Deutsche Bank's equity strategists argue that the largest U.S. technology stocks - commonly grouped as the "Mag-7" - have acted as a drag on broader U.S. equity performance over the last nine to ten months, and that this drag accelerated notably in June. The bank's analysis underscores an unusual dynamic: weakening performance among these megacap names occurring at a time when global interest in artificial intelligence remains high.
Strategist Jim Reid described the trend as not entirely new, noting the beginning of a rotation out of these holdings in late October of the prior year. Reid also highlighted that the market narrative through the first half of 2026 was dominated by two major themes - the conflict in Iran and widespread global enthusiasm for AI - making the Mag-7's relative lagging performance appear counterintuitive in that context.
Deutsche Bank identifies four primary factors behind the June underperformance:
- Extreme positioning reverting to neutral: At the end of May, exposure to large-cap technology was at what the bank characterizes as an extreme level. That positioning moved back toward neutral, reducing concentration in those names and weighing on their prices.
- Hyperscaler capital expenditure concerns: The bank points to growing apprehension about capital spending plans among the largest hyperscalers. Worries about future capex can affect expectations for revenue and margins across the tech ecosystem.

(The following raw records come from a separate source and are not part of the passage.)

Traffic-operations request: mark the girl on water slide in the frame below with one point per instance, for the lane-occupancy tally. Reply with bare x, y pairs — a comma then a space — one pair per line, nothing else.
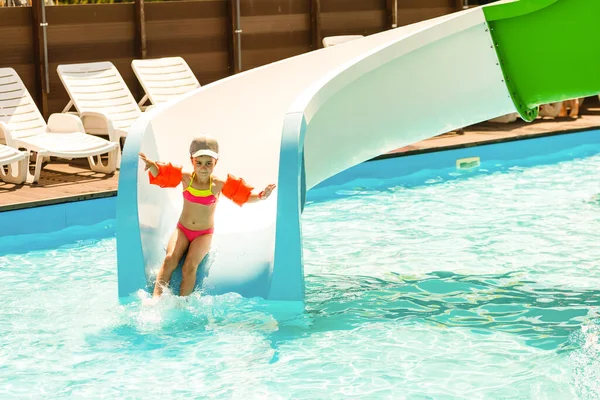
195, 226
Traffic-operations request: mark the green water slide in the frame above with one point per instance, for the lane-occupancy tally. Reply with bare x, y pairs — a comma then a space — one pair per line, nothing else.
548, 50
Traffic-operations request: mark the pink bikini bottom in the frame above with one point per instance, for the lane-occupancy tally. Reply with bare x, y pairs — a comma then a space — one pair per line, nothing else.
191, 234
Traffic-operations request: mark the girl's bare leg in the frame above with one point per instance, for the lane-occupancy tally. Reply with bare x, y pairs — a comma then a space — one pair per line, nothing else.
175, 249
198, 250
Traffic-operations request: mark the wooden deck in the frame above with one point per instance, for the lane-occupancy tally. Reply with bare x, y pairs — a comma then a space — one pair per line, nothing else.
72, 181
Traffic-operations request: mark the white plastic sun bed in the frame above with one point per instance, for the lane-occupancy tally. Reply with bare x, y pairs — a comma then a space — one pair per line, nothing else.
13, 165
23, 127
164, 79
101, 98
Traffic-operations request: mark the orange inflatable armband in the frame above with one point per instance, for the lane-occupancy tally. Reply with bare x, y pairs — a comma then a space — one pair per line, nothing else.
237, 190
169, 175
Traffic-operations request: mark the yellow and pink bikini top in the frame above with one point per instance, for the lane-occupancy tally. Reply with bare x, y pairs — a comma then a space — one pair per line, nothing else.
198, 196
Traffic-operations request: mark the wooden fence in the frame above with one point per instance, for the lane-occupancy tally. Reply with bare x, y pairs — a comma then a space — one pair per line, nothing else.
202, 32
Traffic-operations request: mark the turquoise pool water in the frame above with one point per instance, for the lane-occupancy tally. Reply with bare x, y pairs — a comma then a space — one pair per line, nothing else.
473, 284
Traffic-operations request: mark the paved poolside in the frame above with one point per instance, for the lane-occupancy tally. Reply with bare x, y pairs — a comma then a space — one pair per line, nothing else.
64, 181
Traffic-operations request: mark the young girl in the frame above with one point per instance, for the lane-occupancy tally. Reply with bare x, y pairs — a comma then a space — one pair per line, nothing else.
202, 191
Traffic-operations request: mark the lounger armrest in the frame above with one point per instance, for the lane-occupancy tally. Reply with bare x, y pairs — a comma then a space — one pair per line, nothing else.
5, 133
65, 123
97, 123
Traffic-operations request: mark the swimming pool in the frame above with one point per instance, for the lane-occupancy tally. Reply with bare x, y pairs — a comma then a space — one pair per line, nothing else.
423, 281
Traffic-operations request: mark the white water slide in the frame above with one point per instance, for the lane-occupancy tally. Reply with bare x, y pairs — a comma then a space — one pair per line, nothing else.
295, 123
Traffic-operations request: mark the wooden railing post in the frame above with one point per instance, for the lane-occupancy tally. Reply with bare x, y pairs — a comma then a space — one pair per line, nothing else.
140, 30
40, 49
392, 14
315, 24
234, 35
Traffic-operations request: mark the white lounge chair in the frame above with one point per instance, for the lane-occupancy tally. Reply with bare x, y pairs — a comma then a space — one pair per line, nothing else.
335, 40
101, 97
13, 165
164, 79
23, 127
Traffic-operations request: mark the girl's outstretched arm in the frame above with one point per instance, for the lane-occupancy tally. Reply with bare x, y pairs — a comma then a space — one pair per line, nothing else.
150, 165
254, 197
162, 174
238, 191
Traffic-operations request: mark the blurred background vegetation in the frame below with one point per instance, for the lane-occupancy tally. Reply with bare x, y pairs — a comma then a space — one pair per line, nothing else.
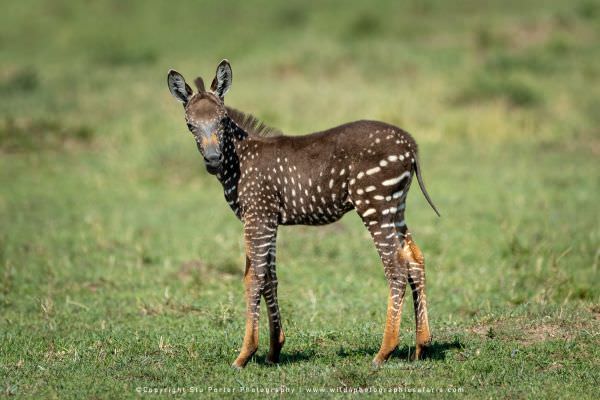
120, 263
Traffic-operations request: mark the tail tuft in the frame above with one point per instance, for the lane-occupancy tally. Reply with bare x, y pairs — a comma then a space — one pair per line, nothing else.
422, 185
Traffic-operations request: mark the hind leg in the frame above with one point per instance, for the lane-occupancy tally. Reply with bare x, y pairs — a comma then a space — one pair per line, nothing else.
396, 272
413, 256
277, 337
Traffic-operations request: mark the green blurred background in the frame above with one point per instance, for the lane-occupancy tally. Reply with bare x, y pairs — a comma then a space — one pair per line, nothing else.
121, 264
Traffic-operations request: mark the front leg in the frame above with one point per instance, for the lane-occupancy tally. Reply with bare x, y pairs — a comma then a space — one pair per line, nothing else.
258, 238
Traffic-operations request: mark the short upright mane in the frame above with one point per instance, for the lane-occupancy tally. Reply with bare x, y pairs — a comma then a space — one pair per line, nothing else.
251, 124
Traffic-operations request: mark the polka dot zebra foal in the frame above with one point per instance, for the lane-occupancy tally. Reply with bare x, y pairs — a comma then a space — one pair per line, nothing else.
270, 179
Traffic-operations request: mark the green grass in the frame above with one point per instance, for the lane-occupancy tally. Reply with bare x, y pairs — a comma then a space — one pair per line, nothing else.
121, 264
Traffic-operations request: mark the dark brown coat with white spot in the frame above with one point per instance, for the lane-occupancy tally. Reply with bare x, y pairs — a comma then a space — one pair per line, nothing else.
311, 180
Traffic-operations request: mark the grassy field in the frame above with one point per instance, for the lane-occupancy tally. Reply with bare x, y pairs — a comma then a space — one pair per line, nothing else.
121, 264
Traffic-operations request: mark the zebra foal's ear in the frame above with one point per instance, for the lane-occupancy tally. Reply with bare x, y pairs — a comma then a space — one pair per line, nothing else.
223, 78
179, 89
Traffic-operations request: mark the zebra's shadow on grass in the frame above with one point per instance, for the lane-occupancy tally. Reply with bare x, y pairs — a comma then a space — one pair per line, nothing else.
436, 351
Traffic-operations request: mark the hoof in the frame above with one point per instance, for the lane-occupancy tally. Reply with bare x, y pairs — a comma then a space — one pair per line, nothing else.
270, 360
377, 362
238, 367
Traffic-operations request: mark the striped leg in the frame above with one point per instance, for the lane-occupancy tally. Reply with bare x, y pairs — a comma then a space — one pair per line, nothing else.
388, 246
416, 277
258, 243
277, 337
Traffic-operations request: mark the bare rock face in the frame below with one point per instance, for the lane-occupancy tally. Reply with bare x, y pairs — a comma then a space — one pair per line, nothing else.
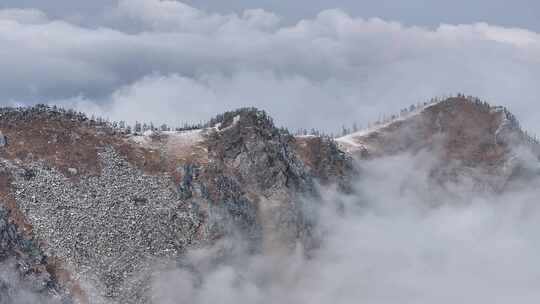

- Federal Reserve policy shift: Deutsche Bank notes that a more hawkish pivot by the Fed may have had a negative impact on growth-oriented stocks, which include many members of the Mag-7.
- Rising memory and storage costs: Surging prices for memory and storage chips are creating margin concerns for portions of the technology sector, even as higher chip prices benefit chipmakers. The bank highlighted this pressure with reference to recent price increases from Apple across a wide range of products - a development Deutsche Bank's Research Institute had anticipated in its earlier analysis of memory demand.
Reid adds that market leadership has shifted away from the Mag-7 for the time being, even though AI-related enthusiasm persists globally. As an illustration of the divergence in performance, the KOSPI index has gained more than 100% year-to-date, according to the bank's discussion, underscoring the uneven nature of market rewards in the current environment.
The bank's assessment ties the pocketed underperformance to a combination of investor positioning, concerns about the capital spending outlook for major cloud operators, monetary policy developments, and cost pressures tied to components such as memory and storage. These factors together help explain why large-cap tech underperformed in June despite continued thematic interest in AI across markets.